You're blaming this guy for everything, edgar... he's not a dictator.
edgarblythe
 
  0  
Thu 10 Feb, 2022 10:30 am
@bobsal u1553115,
Bob wills posts?
Mame
 
  0  
Thu 10 Feb, 2022 10:44 am
@edgarblythe,
Not everything is made public. You don't know what's going on out of the media eye. His team could be quietly working the room, so to speak, to gain support on a few items. And as you know, you are in a very polarized time down there. Two of his own team are not even with him on some things. You're just so quick to blame. He's only been in a year. Rome wasn't built in a day.
neptuneblue
 
  0  
Thu 10 Feb, 2022 10:52 am
@edgarblythe,
edgarblythe wrote:
You people always give cover to total lack of effort even. No wonder nothing gets even attempted most of the time.


You are not recognising the main issues and placing blame on Biden.

Biden does not require incoming freshmen to live on campus, forcing their room and board payment to be 2o dollars less than a semester's tuition. Colleges do.

Expanding high school curriculum to highlight college bound coursework and college credit is not in Biden's realm - that's the job of school boards.

But yeah, blame Biden for those issues too.
0 Replies
 
edgarblythe
 
  0  
Thu 10 Feb, 2022 10:53 am
@Mame,
If the voters can't get a sense of movement out of someone they likely look elsewhere. Biden's poll numbers are in the basement. The public needs a show they are not getting. Besides, much of what I wrote above are things he could have accomplished months ago.
Mame
 
  1  
Thu 10 Feb, 2022 10:58 am
@edgarblythe,
Numbers are just numbers and they could change. The guy has inherited a lot of problems - give him some time.
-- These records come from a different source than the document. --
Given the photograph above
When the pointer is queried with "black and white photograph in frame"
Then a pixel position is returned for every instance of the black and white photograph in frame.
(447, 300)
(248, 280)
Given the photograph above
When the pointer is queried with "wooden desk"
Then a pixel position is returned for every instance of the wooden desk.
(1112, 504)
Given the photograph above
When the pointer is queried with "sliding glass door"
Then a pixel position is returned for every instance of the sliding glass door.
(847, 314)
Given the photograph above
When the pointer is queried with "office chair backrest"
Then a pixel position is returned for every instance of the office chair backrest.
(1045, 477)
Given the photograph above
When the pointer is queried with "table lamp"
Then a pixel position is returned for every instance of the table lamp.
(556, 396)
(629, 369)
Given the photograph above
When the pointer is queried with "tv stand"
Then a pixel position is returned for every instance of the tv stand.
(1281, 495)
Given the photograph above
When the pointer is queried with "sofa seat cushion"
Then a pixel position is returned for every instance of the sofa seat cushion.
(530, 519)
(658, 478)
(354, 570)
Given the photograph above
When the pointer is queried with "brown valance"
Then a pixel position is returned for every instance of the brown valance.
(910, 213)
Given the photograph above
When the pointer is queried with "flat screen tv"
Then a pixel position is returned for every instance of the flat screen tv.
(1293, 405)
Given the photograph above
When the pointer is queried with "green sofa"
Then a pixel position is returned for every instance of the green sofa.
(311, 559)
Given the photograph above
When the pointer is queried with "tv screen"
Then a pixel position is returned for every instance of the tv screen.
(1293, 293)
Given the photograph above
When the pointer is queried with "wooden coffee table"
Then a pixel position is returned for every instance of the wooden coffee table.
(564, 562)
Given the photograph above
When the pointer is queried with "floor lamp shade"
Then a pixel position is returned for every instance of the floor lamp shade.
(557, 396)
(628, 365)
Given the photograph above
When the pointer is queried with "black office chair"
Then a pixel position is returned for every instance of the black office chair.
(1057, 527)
Like I said, you don't know what's going on in the WH, behind the scenes. And all your hand-wringing and criticism isn't going to help.
edgarblythe
 
  -1  
Thu 10 Feb, 2022 11:08 am
@Mame,
On the contrary, if they don't know what you demand they will not pay attention to you. They have pretty much wasted a year. Much that is going on by the ones dragging feet and putting up roadblocks is planned to run out Biden's term with nothing changed. If the public sits back and expects good results without pressuring these people they are giving them permission to do anything their donors ask or to do nothing.
neptuneblue
 
  0  
Thu 10 Feb, 2022 11:48 am
@edgarblythe,
I love your generalities.

The public IS pushing back.
edgarblythe
 
  0  
Thu 10 Feb, 2022 12:10 pm
@neptuneblue,
They are not all generalities. Most are not generalities.
0 Replies
 
Frank Apisa
 
  0  
Thu 10 Feb, 2022 01:38 pm
@Mame,
Mame wrote:


I agree, but with how the US system works, it seems anything he proposes can get shot down. No one should make promises they can't keep. He should have said, "I would like to..." instead of "I will...".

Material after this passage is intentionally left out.